GFM-RAG SFT Training Config¶
This page documents gfmrag/workflow/config/gfm_rag/sft_training.yaml.
Purpose¶
This preset is used by python -m gfmrag.workflow.sft_training for supervised fine-tuning and retrieval evaluation in the original GFM-RAG model family.
gfmrag/workflow/config/gfm_rag/sft_training.yaml
gfmrag/workflow/config/gfm_rag/sft_training.yaml
hydra:
run:
dir: outputs/qa_finetune/${now:%Y-%m-%d}/${now:%H-%M-%S} # Output directory
searchpath:
- pkg://gfmrag.workflow.config
defaults:
- _self_
- doc_ranker: idf_topk_ranker # The document ranker to use
- text_emb_model: mpnet # The text embedding model to use
- wandb: default # Weights & Biases configuration
# Misc
seed: 1024
timeout: 60 # timeout minutes for multi-gpu training
save_pretrained: no # Save the model in pre-trained format
load_model_from_pretrained: null # Load model from pre-trained format, which would overwrite the model configuration
datasets:
_target_: gfmrag.graph_index_datasets.GraphIndexDatasetV1 # The QA dataset class
cfgs:
root: ./data # data root directory
force_reload: False # Whether to force rebuild the dataset
text_emb_model_cfgs: ${text_emb_model} # The text embedding model configuration
target_type: entity # Only target type nodes are used for graph index construction, need to be one of the node type names in the graph
use_node_feat: False # GFM-RAG v1 does not use node features
use_edge_feat: False # GFM-RAG v1 does not use edge features
use_relation_feat: True
inverse_relation_feat: text # The GFM-RAG v1 add "inverse" to the original relation names to generate inverse relation features.
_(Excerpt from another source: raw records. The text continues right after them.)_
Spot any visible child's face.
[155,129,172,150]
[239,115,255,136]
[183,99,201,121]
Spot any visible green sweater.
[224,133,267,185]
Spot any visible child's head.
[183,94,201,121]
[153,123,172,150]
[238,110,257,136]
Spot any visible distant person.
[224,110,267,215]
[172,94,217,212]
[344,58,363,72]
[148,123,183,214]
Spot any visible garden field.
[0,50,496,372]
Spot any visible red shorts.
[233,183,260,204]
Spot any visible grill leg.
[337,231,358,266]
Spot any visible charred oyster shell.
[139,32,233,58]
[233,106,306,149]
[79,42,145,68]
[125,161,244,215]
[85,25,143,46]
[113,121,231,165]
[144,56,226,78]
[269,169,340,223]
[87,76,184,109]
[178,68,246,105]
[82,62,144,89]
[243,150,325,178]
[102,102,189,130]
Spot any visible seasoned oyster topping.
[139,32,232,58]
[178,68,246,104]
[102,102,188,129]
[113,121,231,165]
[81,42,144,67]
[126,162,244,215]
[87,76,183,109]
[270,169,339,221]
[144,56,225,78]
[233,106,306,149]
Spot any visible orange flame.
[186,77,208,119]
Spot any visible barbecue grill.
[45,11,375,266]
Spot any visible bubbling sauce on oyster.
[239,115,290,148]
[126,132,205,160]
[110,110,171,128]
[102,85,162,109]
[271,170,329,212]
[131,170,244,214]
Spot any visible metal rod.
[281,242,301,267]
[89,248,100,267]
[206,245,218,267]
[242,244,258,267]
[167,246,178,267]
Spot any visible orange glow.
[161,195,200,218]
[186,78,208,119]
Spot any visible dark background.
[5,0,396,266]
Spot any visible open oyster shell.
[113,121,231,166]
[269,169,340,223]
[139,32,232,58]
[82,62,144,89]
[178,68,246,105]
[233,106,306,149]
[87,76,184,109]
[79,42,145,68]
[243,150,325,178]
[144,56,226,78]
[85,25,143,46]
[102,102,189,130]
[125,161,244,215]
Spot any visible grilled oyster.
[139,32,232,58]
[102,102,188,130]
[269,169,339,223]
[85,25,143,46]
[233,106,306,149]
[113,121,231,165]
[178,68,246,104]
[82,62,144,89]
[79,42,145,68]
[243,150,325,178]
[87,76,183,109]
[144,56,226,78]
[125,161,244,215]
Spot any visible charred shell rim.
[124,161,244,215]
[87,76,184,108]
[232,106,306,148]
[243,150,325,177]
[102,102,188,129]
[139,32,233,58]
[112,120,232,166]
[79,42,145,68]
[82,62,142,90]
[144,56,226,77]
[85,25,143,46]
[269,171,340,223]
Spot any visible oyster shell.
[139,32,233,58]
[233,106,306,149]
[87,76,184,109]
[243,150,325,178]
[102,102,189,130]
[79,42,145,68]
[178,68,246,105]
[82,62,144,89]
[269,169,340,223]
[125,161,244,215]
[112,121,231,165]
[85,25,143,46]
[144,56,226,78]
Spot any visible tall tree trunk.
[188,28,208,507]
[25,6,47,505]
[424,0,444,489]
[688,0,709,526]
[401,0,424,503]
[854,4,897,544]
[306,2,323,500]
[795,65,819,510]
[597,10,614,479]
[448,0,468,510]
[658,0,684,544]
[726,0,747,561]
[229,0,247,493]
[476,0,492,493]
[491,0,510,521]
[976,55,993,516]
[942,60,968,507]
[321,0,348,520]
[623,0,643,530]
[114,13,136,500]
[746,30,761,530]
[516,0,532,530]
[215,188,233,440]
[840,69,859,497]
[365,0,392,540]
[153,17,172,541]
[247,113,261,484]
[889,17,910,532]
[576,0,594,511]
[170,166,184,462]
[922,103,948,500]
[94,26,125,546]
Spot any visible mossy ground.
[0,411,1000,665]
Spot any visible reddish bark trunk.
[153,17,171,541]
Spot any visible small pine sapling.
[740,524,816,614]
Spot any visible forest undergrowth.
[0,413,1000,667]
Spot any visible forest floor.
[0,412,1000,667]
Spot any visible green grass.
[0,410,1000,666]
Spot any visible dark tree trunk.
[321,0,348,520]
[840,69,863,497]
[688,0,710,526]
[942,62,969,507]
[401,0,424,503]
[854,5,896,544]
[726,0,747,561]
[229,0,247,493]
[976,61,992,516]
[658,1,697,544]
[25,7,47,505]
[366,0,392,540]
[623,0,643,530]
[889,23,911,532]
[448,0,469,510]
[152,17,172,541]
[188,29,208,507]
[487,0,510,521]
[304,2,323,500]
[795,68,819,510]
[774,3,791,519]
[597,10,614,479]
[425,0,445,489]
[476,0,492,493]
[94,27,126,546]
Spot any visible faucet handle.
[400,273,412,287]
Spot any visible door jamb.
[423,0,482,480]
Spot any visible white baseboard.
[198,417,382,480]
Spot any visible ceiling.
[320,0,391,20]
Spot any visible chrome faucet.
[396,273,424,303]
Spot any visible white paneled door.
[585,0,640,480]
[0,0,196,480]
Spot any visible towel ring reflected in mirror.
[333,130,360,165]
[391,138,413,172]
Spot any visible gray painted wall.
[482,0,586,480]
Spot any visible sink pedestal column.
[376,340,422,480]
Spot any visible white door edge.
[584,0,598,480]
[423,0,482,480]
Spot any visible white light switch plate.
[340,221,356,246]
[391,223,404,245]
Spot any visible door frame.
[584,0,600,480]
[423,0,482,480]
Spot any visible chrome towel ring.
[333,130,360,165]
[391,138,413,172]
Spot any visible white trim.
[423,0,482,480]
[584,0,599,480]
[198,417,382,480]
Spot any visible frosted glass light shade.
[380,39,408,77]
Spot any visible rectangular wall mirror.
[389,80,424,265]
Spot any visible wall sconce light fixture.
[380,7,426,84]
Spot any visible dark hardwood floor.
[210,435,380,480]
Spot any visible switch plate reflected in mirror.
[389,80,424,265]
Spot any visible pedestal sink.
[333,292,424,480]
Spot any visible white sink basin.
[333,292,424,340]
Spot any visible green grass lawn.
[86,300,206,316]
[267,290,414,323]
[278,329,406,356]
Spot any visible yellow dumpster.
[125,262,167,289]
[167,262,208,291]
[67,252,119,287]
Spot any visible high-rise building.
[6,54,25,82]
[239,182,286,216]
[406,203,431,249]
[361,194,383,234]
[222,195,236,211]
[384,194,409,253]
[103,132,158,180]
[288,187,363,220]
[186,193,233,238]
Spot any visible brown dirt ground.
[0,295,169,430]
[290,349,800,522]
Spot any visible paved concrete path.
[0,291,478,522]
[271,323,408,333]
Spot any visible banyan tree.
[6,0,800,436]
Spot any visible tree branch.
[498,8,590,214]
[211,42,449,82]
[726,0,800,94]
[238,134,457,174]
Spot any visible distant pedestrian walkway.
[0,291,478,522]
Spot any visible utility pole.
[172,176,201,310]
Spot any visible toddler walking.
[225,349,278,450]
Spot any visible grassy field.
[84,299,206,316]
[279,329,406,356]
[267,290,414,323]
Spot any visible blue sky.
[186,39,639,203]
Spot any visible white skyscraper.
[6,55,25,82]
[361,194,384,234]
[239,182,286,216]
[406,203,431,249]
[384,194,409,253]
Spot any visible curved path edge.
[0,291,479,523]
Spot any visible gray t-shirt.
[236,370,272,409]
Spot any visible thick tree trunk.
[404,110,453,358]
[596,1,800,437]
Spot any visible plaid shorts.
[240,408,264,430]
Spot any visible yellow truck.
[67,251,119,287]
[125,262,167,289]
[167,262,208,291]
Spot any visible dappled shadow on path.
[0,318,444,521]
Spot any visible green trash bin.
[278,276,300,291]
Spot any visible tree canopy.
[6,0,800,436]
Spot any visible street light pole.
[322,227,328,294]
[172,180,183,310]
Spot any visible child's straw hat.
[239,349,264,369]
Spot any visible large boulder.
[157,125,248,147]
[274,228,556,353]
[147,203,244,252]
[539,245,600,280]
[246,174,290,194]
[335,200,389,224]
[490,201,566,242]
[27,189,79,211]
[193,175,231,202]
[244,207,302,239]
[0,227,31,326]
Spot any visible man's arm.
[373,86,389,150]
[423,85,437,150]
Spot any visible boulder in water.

train_names: # List of training dataset names
- hotpotqa_train_example
valid_names: # List of validation dataset names
- hotpotqa_test
- musique_test
- 2wikimultihopqa_test
init_datasets: True # Whether to pre-process datasets at the beginning, if true, it will pre-process all datasets in the train_names and valid_names at the beginning
feat_dim: 768 # Feature dimension for the embeddings, must be given if init_datasets is False
max_datasets_in_memory: 10 # Number of datasets to load into memory at once
data_loading_workers: 4 # Number of workers for data loading
# GFM model configuration
model:
_target_: gfmrag.models.gfm_rag_v1.GNNRetriever
init_nodes_weight: True # Whether to initialize node weights at the input
init_nodes_type: document # The type of nodes used for weight calculation.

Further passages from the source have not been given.